Methods: In an analysis of 15 548 initially healthy men and women participating in the JUPITER trial (87% of full cohort), we prospectively assessed the effects of rosuvastatin 20 mg versus placebo on rates of non-fatal myocardial infarction, non-fatal stroke, admission for unstable angina, arterial revascularisation, or cardiovascular death (prespecified endpoints) during a maximum follow-up of 5 years (median 1.9 years), according to on-treatment concentrations of LDL cholesterol (>/=1.8 mmol/L or <1.8 mmol/L) and hsCRP (>/=2 mg/L or <2 mg/L). We included all events occurring after randomisation. This trial is registered with ClinicalTrials.gov, number NCT00239681.

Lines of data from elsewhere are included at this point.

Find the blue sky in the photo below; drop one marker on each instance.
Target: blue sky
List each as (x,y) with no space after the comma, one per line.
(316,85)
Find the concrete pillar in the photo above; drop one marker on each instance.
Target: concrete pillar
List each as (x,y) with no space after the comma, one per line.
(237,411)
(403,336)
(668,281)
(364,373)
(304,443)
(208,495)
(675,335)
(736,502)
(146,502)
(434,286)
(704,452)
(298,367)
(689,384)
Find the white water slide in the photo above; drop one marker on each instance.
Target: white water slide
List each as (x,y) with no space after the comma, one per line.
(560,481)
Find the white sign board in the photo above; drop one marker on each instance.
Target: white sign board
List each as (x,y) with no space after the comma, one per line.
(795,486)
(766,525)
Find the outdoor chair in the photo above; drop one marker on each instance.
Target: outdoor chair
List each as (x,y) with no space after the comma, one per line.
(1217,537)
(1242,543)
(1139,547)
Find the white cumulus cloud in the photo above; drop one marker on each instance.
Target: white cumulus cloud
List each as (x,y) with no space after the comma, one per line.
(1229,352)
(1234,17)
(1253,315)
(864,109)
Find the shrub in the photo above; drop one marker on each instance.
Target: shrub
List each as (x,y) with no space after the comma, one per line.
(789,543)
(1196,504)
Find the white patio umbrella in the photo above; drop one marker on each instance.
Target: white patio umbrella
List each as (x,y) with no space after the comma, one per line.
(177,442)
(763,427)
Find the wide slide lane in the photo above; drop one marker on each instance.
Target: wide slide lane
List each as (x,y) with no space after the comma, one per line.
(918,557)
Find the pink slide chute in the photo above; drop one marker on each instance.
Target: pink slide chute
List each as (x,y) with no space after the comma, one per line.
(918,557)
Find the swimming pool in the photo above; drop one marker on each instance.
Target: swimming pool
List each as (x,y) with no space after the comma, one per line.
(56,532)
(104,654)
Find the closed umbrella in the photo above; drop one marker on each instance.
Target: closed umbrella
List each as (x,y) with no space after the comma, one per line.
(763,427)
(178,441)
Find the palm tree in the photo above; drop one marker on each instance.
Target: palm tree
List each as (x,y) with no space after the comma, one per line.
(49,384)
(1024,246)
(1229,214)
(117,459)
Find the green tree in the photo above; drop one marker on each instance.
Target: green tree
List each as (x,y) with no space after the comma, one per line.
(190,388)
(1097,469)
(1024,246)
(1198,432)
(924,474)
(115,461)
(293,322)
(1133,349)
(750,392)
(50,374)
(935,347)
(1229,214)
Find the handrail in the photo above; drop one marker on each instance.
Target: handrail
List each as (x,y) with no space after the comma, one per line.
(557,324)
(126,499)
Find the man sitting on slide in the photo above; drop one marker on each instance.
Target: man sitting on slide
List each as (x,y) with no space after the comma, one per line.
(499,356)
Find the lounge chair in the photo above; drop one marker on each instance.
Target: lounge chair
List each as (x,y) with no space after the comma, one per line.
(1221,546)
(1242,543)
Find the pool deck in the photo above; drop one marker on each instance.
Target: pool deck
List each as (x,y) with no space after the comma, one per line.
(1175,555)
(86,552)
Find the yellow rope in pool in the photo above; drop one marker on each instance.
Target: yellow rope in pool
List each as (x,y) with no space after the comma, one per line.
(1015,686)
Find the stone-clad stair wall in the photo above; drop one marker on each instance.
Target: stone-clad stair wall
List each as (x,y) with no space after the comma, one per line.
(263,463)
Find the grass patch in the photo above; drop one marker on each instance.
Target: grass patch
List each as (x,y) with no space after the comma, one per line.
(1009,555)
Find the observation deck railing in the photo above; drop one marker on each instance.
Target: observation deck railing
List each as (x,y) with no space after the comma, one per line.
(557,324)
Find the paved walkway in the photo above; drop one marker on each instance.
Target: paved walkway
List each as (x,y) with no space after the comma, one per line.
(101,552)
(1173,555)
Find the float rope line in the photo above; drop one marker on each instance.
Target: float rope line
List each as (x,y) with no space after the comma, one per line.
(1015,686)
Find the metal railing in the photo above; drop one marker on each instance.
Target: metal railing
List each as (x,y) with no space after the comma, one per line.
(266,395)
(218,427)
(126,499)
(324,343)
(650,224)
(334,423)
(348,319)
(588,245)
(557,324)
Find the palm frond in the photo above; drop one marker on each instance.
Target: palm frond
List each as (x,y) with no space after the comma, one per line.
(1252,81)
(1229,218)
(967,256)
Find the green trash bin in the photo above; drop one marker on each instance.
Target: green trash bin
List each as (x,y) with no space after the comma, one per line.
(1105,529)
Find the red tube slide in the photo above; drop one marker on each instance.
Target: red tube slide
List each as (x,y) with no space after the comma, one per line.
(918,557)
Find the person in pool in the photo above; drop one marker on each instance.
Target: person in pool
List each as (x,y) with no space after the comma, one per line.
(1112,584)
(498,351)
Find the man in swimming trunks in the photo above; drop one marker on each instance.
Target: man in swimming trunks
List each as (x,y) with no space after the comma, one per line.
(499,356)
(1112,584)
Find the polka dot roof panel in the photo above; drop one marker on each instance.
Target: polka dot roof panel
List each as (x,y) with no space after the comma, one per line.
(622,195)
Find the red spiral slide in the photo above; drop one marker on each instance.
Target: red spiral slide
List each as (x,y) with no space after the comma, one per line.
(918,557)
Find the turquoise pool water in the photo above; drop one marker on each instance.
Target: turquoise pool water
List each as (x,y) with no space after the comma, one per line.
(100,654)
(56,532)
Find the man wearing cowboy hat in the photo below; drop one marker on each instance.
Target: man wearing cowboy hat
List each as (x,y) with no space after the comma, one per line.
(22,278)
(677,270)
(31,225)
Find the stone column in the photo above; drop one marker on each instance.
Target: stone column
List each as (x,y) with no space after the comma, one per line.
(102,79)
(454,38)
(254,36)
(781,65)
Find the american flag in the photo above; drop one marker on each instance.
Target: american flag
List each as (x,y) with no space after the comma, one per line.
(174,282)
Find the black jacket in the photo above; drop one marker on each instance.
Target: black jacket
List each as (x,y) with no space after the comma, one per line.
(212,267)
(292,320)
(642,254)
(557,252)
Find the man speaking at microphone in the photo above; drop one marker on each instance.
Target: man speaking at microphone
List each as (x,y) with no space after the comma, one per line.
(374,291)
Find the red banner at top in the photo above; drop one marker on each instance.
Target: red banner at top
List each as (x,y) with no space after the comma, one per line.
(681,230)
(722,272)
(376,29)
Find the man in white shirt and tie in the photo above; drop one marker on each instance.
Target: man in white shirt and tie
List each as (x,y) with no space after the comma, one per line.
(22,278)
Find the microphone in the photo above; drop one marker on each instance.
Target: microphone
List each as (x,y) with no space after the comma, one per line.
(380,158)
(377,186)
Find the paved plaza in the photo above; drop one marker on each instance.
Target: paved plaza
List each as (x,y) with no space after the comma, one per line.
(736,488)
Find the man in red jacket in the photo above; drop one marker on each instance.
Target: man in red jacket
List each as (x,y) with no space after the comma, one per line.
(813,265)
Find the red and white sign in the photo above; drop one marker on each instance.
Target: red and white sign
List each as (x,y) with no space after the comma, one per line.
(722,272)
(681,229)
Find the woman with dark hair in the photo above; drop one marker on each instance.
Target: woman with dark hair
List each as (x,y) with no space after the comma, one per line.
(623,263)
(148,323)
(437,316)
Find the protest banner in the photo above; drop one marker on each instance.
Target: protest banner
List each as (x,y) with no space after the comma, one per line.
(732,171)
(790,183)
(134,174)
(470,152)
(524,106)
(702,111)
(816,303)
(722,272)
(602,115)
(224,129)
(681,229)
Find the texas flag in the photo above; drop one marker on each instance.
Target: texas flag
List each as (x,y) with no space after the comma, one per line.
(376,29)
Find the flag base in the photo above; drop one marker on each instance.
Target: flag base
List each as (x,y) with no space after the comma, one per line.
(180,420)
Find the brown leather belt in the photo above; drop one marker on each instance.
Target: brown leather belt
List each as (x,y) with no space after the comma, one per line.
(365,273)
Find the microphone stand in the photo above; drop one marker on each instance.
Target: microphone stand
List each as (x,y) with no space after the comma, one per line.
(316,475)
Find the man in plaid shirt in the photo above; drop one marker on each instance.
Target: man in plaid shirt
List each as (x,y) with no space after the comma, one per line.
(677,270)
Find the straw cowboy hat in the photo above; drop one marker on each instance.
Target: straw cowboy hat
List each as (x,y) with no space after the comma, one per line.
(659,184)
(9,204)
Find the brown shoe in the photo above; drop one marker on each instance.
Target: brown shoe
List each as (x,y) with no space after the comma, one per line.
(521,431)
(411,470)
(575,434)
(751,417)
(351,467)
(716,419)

Findings: Compared with placebo, participants allocated to rosuvastatin who achieved LDL cholesterol less than 1.8 mmol/L had a 55% reduction in vascular events (event rate 1.11 vs 0.51 per 100 person-years; hazard ratio [HR] 0.45, 95% CI 0.34-0.60, p<0.0001), and those achieving hsCRP less than 2 mg/L a 62% reduction (event rate 0.42 per 100 person-years; HR 0.38, 95% CI 0.26-0.56, p<0.0001). Although LDL cholesterol and hsCRP reductions were only weakly correlated in individual patients (r values <0.15), we recorded a 65% reduction in vascular events in participants allocated to rosuvastatin who achieved both LDL cholesterol less than 1.8 mmol/L and hsCRP less than 2 mg/L (event rate 0.38 per 100 person-years; adjusted HR 0.35, 95% CI 0.23-0.54), versus a 33% reduction in those who achieved one or neither target (event rate 0.74 per 100 person-years; HR 0.67, 95% CI 0.52-0.87) (p across treatment groups <0.0001). In participants who achieved LDL cholesterol less than 1.8 mmol/L and hsCRP less than 1 mg/L, we noted a 79% reduction (event rate 0.24 per 100 person-years; HR 0.21, 95% CI 0.09-0.52). Achieved hsCRP concentrations were predictive of event rates irrespective of the lipid endpoint used, including the apolipoprotein B to apolipoprotein AI ratio.
Interpretation: For people choosing to start pharmacological prophylaxis, reduction in both LDL cholesterol and hsCRP are indicators of successful treatment with rosuvastatin.